One little girl even fretted about the numerical enormity of the day and its mathematical implications for her own life.
“I will never be able to get married on 12-12-12 unless I’m 108 years old,” said 8-year-old Sofia Pargas, a third-grader.
That was not a worry for Lisa Vines and Kim McLeod Weir, who flew all the way from Florida to get married at the Hawthorne Hotel on this special day.
“Her lucky numbers have always come in threes,” said Vines’ sister, Renee Marks, who also flew in for the 6 p.m. (half of 12) ceremony.
All over the country yesterday, people were celebrating 12-12-12.
In Michigan, a new casino held a ribbon-cutting at 12:12 p.m. Last night, Paul McCartney, Bruce Springsteen and other rock royalty took part in “12-12-12,” the concert for victims of Hurricane Sandy. And the Legislature in Wisconsin declared yesterday “Aaron Rodgers Day” in honor of the Packers’ quarterback, who wears No. 12.
Even the Patriots honored their No. 12, giving away Tom Brady bobbleheads and jerseys as part of “The 12 Hours of Brady.”
Locally, Saltonstall wasn’t the only Salem school to mark the day. The student body of Bates School gathered for a group photo.
“Instead of ‘cheese,’ we had them say 12-12-12,” Principal Tom LaVallee said.
But nobody outdid Saltonstall, which had children bring in 12 coins for a school playground fund, read a dozen poems and sit still for a whole 12 minutes.
They also brought in 12-12-12 newspaper headlines, made lists of 12 favorite authors and 12 heroes, and designed collages to mark the special moment in time.
The idea to spend the day paying tribute to a single number was proposed several weeks ago by fourth-grader Britain Padgett, who had to muster all his courage to approach the principal.
“He was pacing outside my door,” Carter said.
Padgett told the principal he thought the whole school should do something special on Dec. 12, like wearing blue or eating just one kind of pizza for lunch.

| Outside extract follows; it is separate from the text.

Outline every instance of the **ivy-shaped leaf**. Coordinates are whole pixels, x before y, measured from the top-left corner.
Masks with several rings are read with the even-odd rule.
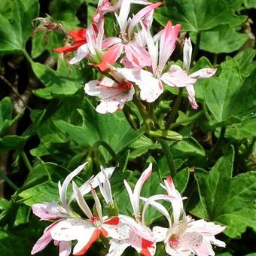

He returned a few days later with his friend, Nick Driscoll, who had some good ideas of his own, and some good-natured suggestions, like spending only 12 minutes on math. He was asked how that went over with the principal and teachers.
“Not so great,” he said with a grin.
Another boy had an even more inspired idea on the 12-12-12 theme.
“He wanted to go home at 12 noon,” Carter said.